Donc, des gens seront payés pour venir lire ici ou dans ma boîte aux lettres, tout ce que je pourrais dire de nuisible pour le monde libre. D'ici à ce que ma critique positive du très discuté (et discutable) Battle Royale 2 me fasse classer comme chantre du terrorisme, il n'y a qu'un pas, hautement subjectif, à franchir. J'en tremble, vous ne pouvez pas savoir. J'en tremble tellement que je viens d'en renverser mon verre. Vous voyez où l'insécurité et la paranoïa (indissociables) nous mènent ? Cet univers terrifiant, violent, dangereux, tout ça, est en train de me conduire vers un rouleau de sopalin susceptible d'éponger les dégâts issus de ma terreur face à la nouvelle loi qui permet de traquer le déviant jusque dans son courrier privé. Voyez-vous. J'en ai des choses à me reprocher si j'en renverse mon verre, métaphorique ou non, ça n'a peu d'importance, c'est un aveu ! Ce type n'a pas la conscience tranquille, il a quelque chose à se reprocher et il ira en Enfer pour cela.

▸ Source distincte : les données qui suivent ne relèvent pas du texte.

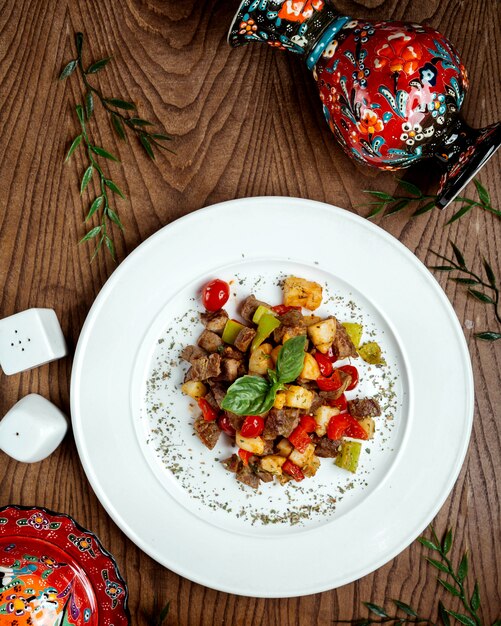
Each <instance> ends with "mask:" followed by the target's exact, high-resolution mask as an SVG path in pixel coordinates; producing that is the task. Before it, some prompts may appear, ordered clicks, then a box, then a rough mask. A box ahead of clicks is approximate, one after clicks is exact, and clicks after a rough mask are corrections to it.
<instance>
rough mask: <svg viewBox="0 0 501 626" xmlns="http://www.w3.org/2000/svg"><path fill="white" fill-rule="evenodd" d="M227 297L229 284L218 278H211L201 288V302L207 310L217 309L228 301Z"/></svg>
mask: <svg viewBox="0 0 501 626" xmlns="http://www.w3.org/2000/svg"><path fill="white" fill-rule="evenodd" d="M229 297H230V286H229V285H228V283H225V282H224V280H220V279H219V278H216V279H215V280H211V281H210V283H207V284H206V285H205V287H204V288H203V290H202V302H203V305H204V307H205V308H206V309H207V311H219V309H222V308H223V306H224V305H225V304H226V303H227V302H228V298H229Z"/></svg>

Pour ma part, forcément marqué par le Jesus pouêt-pouêt gore de Mel Gibson, je dirais que celui qui n'a jamais pensé avec plaisir à la sodomie me jette la première pierre. Que celle qui n'a jamais jalousé autrui me jette la seconde. En même temps, honneur aux Dames, donc on inverse tout et on recommence. Donc, je disais. Que celui qui n'a jamais péché me jette son verre à la figure en me traitant de traître au Contrat Social. Dangereux subversif ! Oui, car ce monsieur se permet de dire que la liberté d'expression, lui, oui, il est prêt à en faire tout et n'importe quoi. A lui faire subir les derniers outrages s'il en ressent l'envie. Et même s'il n'est pas encore passé à l'acte, on devrait lui couper la tête. Par mesure de précaution. Sévir dans le doute, comme les Etats-Unis d'Amérique. Voyez-vous, il est possible, que dans le futur, ce monsieur, ce pays, ce peuple, s'avèrent dangereux pour notre sécurité. Pas sûr. Hein. Juste vaguement possible. Alors, quoi ? Alors : qu'on lui coupe la tête ! Et tant pis si on se trompe. Un tien vaut mieux que deux : tu l'auras. Ce qui est fait n'est plus à faire. Et tant va la cruche à l'eau, qu'à la fin elle se casse...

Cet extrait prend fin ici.